We first went to Daryaganj, walked through narrow lanes and to the residence of Shibli Anis, who along with family was there to welcome us with a chilled glass of Khus Sharbat. Shibli runs the royal cuisine of the walled city called ‘Delhi 6’. We were served fluffy and non-spicy Delhi Mutton Biryani and Raita, which were melt in the mouth and tasty.
From there, we went to ‘The Smoky Chettinad’ at Mayur Vihar, Phase-1. This is a cosy small open kitchen delivery only setup run by a couple who cook Chettinad Cuisine using traditional spices. On arrival we were served traditional Butter Milk as welcome drink, later accompanied by Chettinad Mutton Biryani and Raita. The mutton biriyani had boiled eggs in them, which made it extra tasty and different and the biriyani was typical spicy chettinadu variety.

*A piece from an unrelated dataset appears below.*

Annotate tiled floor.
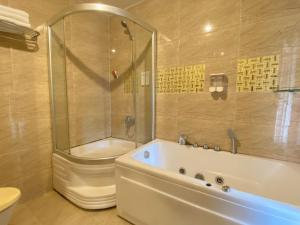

We then rushed to Oh! Calcutta in Nehru Place, which celebrates the spirit of Bengal and makes you revisit the lost culinary delights served only in Old Kolkata. On arrival we were served Lemonade made from Gondhoraj (special lime you find in Kolkata), accompanied by Murgh Biryani and for the first time to the delight of our vegetarian friends, Veg Biryani also. The speciality of Kolkata biriyani is that they add potato along with pieces of chicken.
Our penultimate destination was a surprise for everyone. Tucked away in Adhichini, Aurbindo Marg the Parsi Bhonu named ‘Rustoms’. The interior of the restaurant had been done up in the traditional style of Parsi homes. The ambience is very homely, especially with the presence of the bubbly and vivacious Kainaaz, who manages the shows very professionally.
The main course platter was a spread of Mutton Pulao served along with Masala Dal, Salli and Dahi Kachumbar. This was the best fare among all the restaurants we visited and I will recommend all foodies to visit Rustoms at least once and enjoy ‘real Parsi Bhonu’!
Our final destination was ‘Mahabelly’ in Saket, behind DLF Mall, in Restaurant block. This is a new restaurant serving traditional Kerala dishes. They served us Chicken Biryani and Prawn Biryani. Everybody loved and gorged on the prawn biriyani which is a class apart.
I don’t know if any gastronome had said it earlier, even though I don’t care, but after this trail, I’m famously putting my first quote on Biryani and dedicate it to all die-hard biriyani fans:
“There is nothing like an overdose of biriyani. The more the variety of biriyani the merrier.”